Marius Schober

Embracing the Mysteries, Unveiling the Realities

About Me

A few words about me. I registered my business at the age of 18 and have been a salesman ever since. Starting with small promotion jobs, I sold everything from breakfast cookies, chocolate, Coca-Cola, Glaceau vitaminwater, ZICO coconut water to car2go car sharing memberships (and much more). I had so many jobs that I can’t even remember all my clients and brands I worked for.

With all these jobs, I learned early on how to approach people, how to deal with rejections, and how to inspire people for a product with my enthusiasm.

I quickly realized that I was excellent with people, and I was pretty skilled at selling. Since I didn’t get a single cent in sales commission for my first jobs, I wondered one day why I was actually earning just as much as my less motivated colleagues despite my sales talent and dedication. So one day I decided to only do jobs with attractive sales commissions.

I’m sure you’ve noticed at some point that a consumer electronics store not only employs its staff, but also numerous salespeople from specific brands. For a few years, I was one of those salespeople, for example, for ECOVACS vacuum cleaner robots, LIBRATONE speakers, and the Oculus Rift VR headset. Finally, I earned a pretty attractive commission for students and realized how addictive it was to earn money with each sale.

Looking back, these numerous jobs were probably the best sales training I could have ever received. Who can say they were literally a vacuum cleaner salesman?

Then, while still in college, I founded my first B2B start-up. My co-founder and I developed a digital signage and augmented reality solution for entertainment and advertising in bars, cafés and restaurants. While my co-founder developed the technology, I was mainly responsible for selling the solution and getting the first customers.

To validate our idea and get the first customers, my co-founder and me, personally, walked through the entire Old Town of the city of Düsseldorf to talk to every single owner of every restaurant, bar, and café we could meet. So within half a day, we not only gained enormously valuable feedback, but also acquired our first pilot customers. Of course, this didn’t scale, so I got involved with cold calling for the first time. I quickly realized that cold calling, while somewhat similar, required specific techniques beyond the face-to-face selling that I had mastered so well up to that point.

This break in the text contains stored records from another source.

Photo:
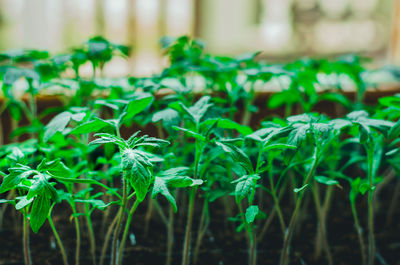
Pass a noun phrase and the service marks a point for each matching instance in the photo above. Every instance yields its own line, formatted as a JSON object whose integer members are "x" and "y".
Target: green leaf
{"x": 237, "y": 155}
{"x": 251, "y": 213}
{"x": 160, "y": 187}
{"x": 297, "y": 136}
{"x": 109, "y": 138}
{"x": 279, "y": 147}
{"x": 229, "y": 124}
{"x": 96, "y": 203}
{"x": 190, "y": 133}
{"x": 14, "y": 178}
{"x": 166, "y": 115}
{"x": 23, "y": 202}
{"x": 326, "y": 180}
{"x": 90, "y": 127}
{"x": 296, "y": 190}
{"x": 136, "y": 106}
{"x": 55, "y": 168}
{"x": 40, "y": 210}
{"x": 394, "y": 131}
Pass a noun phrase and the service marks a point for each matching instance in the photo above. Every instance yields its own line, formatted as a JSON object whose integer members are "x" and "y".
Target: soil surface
{"x": 221, "y": 244}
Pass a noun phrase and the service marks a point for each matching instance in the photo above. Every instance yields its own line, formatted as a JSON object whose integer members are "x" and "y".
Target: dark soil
{"x": 221, "y": 245}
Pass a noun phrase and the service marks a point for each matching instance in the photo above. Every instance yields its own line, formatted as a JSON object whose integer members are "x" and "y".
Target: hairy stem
{"x": 119, "y": 223}
{"x": 371, "y": 239}
{"x": 147, "y": 217}
{"x": 201, "y": 231}
{"x": 170, "y": 236}
{"x": 58, "y": 239}
{"x": 107, "y": 238}
{"x": 78, "y": 234}
{"x": 359, "y": 233}
{"x": 126, "y": 230}
{"x": 321, "y": 224}
{"x": 325, "y": 209}
{"x": 186, "y": 244}
{"x": 284, "y": 260}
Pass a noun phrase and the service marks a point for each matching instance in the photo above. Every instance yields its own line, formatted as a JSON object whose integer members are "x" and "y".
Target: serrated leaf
{"x": 90, "y": 127}
{"x": 190, "y": 133}
{"x": 136, "y": 106}
{"x": 57, "y": 124}
{"x": 244, "y": 187}
{"x": 394, "y": 131}
{"x": 14, "y": 178}
{"x": 237, "y": 155}
{"x": 55, "y": 168}
{"x": 167, "y": 115}
{"x": 296, "y": 190}
{"x": 137, "y": 170}
{"x": 23, "y": 202}
{"x": 40, "y": 210}
{"x": 160, "y": 187}
{"x": 229, "y": 124}
{"x": 279, "y": 147}
{"x": 251, "y": 213}
{"x": 298, "y": 135}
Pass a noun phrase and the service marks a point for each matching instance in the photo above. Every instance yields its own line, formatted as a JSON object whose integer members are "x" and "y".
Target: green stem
{"x": 119, "y": 223}
{"x": 57, "y": 236}
{"x": 126, "y": 230}
{"x": 25, "y": 240}
{"x": 359, "y": 233}
{"x": 284, "y": 260}
{"x": 107, "y": 238}
{"x": 92, "y": 239}
{"x": 321, "y": 223}
{"x": 170, "y": 236}
{"x": 203, "y": 225}
{"x": 186, "y": 244}
{"x": 371, "y": 239}
{"x": 275, "y": 198}
{"x": 147, "y": 217}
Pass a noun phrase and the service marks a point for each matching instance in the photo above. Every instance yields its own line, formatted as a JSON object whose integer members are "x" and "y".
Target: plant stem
{"x": 58, "y": 239}
{"x": 359, "y": 233}
{"x": 371, "y": 239}
{"x": 321, "y": 223}
{"x": 119, "y": 223}
{"x": 25, "y": 240}
{"x": 126, "y": 230}
{"x": 275, "y": 198}
{"x": 393, "y": 204}
{"x": 284, "y": 260}
{"x": 325, "y": 209}
{"x": 170, "y": 236}
{"x": 92, "y": 239}
{"x": 186, "y": 244}
{"x": 147, "y": 217}
{"x": 107, "y": 238}
{"x": 78, "y": 235}
{"x": 203, "y": 225}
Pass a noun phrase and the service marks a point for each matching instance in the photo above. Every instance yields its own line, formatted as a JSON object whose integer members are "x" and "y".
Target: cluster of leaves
{"x": 205, "y": 145}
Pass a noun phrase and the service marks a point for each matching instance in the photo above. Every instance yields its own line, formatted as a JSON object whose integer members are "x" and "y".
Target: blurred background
{"x": 282, "y": 29}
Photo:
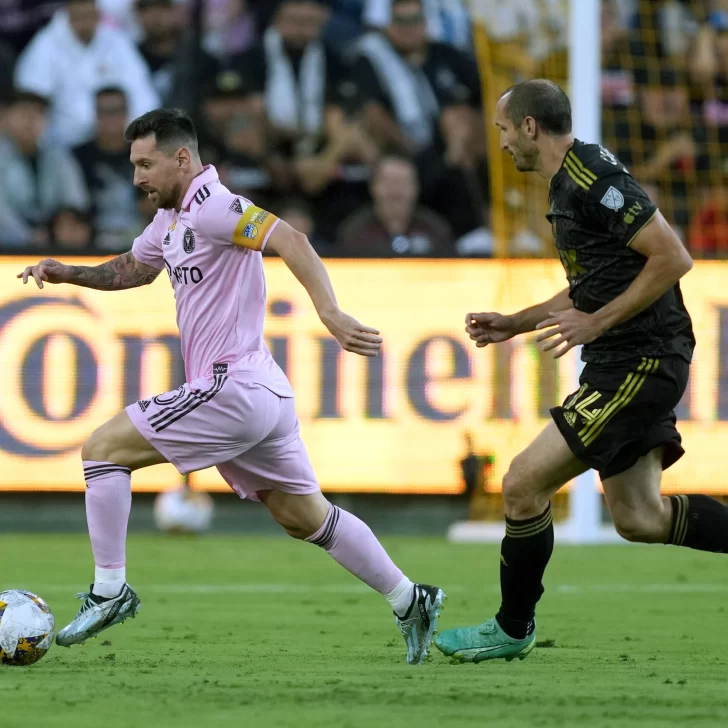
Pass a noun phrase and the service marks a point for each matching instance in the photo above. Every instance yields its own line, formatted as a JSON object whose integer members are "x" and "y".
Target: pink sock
{"x": 108, "y": 503}
{"x": 352, "y": 543}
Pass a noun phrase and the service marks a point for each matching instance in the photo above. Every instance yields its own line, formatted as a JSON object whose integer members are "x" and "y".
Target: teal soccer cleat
{"x": 419, "y": 623}
{"x": 97, "y": 614}
{"x": 487, "y": 641}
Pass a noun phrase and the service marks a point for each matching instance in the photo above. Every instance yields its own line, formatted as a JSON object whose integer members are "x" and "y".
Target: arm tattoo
{"x": 118, "y": 274}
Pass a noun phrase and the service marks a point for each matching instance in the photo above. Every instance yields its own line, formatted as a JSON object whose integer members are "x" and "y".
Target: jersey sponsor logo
{"x": 571, "y": 264}
{"x": 188, "y": 242}
{"x": 613, "y": 199}
{"x": 202, "y": 194}
{"x": 607, "y": 156}
{"x": 632, "y": 213}
{"x": 170, "y": 397}
{"x": 184, "y": 274}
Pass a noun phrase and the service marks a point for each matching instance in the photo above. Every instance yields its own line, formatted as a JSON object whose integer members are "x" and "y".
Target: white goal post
{"x": 584, "y": 522}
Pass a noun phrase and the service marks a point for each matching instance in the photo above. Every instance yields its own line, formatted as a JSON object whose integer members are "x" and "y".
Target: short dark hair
{"x": 172, "y": 129}
{"x": 542, "y": 100}
{"x": 393, "y": 158}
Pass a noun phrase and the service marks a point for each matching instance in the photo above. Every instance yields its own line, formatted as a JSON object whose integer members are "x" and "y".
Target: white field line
{"x": 453, "y": 589}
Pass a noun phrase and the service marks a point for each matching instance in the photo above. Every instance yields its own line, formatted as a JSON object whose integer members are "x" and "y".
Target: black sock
{"x": 525, "y": 552}
{"x": 699, "y": 522}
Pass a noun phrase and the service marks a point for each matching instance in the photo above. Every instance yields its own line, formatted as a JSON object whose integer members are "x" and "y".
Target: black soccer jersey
{"x": 596, "y": 209}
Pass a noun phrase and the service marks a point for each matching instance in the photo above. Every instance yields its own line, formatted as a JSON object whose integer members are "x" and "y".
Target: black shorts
{"x": 623, "y": 411}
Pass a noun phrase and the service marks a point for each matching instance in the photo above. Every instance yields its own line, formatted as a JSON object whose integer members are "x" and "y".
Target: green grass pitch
{"x": 269, "y": 632}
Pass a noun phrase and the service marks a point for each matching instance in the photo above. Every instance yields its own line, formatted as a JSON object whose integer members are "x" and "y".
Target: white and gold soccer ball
{"x": 183, "y": 511}
{"x": 27, "y": 627}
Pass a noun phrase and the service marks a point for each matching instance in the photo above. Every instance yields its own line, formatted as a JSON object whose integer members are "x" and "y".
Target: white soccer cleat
{"x": 97, "y": 614}
{"x": 420, "y": 621}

So, I started learning everything I could about cold calling and began using and testing all the strategies and techniques. Everything that actually worked, I incorporated into my sales repertoire.

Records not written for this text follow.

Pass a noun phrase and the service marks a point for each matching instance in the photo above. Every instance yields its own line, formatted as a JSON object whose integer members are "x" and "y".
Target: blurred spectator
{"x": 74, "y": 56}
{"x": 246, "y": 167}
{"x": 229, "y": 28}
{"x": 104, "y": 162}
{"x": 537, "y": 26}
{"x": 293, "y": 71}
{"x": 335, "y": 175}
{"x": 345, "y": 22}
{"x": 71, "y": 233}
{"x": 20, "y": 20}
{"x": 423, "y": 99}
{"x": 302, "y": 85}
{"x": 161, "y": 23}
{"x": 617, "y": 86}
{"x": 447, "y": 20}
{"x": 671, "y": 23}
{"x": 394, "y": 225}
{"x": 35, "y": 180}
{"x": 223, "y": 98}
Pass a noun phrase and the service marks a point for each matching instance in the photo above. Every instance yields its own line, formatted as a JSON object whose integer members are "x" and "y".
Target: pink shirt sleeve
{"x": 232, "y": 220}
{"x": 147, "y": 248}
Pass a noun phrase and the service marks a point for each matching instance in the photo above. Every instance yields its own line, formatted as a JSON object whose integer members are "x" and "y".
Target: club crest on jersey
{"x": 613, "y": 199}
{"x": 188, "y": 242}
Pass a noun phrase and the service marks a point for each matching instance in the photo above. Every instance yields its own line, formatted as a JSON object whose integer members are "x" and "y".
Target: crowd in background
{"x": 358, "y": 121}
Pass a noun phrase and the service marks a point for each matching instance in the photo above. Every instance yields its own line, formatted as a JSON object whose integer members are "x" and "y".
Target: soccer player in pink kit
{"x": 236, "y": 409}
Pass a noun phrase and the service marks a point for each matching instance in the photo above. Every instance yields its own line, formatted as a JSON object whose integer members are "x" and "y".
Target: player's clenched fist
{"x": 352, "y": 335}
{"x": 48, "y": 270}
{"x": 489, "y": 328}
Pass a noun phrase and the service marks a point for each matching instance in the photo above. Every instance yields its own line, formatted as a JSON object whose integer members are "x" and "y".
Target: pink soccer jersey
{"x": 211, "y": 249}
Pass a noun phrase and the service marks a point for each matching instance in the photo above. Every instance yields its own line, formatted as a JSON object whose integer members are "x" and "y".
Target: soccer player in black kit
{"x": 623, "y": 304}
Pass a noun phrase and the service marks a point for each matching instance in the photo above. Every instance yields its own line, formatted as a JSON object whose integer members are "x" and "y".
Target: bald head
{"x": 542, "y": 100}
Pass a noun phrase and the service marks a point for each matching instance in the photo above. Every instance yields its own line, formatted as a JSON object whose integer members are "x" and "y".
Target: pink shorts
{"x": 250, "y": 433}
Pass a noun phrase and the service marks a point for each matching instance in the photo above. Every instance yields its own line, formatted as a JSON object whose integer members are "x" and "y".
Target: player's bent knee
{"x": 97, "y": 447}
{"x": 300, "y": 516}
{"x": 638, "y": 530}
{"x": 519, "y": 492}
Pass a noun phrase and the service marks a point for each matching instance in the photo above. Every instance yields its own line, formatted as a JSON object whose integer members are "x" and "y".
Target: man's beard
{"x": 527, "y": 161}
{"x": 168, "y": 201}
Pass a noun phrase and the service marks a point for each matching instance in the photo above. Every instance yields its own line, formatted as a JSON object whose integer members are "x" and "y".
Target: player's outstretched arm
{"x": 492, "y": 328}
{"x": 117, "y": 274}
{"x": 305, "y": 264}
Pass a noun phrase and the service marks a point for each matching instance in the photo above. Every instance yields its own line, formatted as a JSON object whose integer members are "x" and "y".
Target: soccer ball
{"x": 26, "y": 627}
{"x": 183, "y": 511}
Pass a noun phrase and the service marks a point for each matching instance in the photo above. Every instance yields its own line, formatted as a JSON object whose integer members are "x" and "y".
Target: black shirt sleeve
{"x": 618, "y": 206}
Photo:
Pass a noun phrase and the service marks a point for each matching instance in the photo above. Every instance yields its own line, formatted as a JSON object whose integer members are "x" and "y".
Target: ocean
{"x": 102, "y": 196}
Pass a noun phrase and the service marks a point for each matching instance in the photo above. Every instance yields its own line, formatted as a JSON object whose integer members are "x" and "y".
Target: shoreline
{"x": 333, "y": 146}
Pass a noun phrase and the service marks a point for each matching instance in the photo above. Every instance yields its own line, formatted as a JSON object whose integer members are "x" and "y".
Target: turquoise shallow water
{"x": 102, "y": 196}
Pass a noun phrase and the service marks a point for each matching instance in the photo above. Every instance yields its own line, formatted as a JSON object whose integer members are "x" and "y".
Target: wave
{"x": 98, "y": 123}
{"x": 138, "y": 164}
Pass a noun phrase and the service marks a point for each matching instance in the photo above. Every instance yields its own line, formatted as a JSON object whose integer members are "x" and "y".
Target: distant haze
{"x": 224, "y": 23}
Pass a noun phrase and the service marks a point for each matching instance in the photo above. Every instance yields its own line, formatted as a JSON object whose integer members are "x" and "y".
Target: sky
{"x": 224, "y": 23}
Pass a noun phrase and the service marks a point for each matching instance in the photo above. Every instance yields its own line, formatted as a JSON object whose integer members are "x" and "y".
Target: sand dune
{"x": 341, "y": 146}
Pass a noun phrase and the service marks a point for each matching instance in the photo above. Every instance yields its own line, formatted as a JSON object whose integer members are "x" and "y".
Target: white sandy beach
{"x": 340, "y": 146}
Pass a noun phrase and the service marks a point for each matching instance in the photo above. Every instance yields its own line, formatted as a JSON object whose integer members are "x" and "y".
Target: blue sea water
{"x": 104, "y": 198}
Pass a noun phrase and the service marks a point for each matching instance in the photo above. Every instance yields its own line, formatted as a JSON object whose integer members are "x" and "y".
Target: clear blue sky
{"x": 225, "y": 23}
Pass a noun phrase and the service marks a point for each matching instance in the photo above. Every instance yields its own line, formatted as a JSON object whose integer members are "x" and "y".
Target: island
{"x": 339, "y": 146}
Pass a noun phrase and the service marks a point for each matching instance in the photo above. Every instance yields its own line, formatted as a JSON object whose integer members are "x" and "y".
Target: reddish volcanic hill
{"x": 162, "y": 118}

I then joined a young technology start-up as its first employee. My main task, over the past four years, was to sell the developed technology to other companies. Using cold calls and systematic visits to trade fairs, I succeeded in generating an enormous number of leads for the company, to whom I sold the technology together with the technically oriented founder of the start-up. This is how we managed to win the first major B2B customers, which brought the company to profitability.

This book is not about theory, it’s about practice. I’m giving you everything I’ve learned over the past ten years. With the goal of giving you, as a start-up founder, the most important tools that work in the real world so that you too can reach profitability in the shortest possible time, through the targeted cold calling of your dream customers.

On your way to your first or your next customer, I wish you success and all the luck in the world.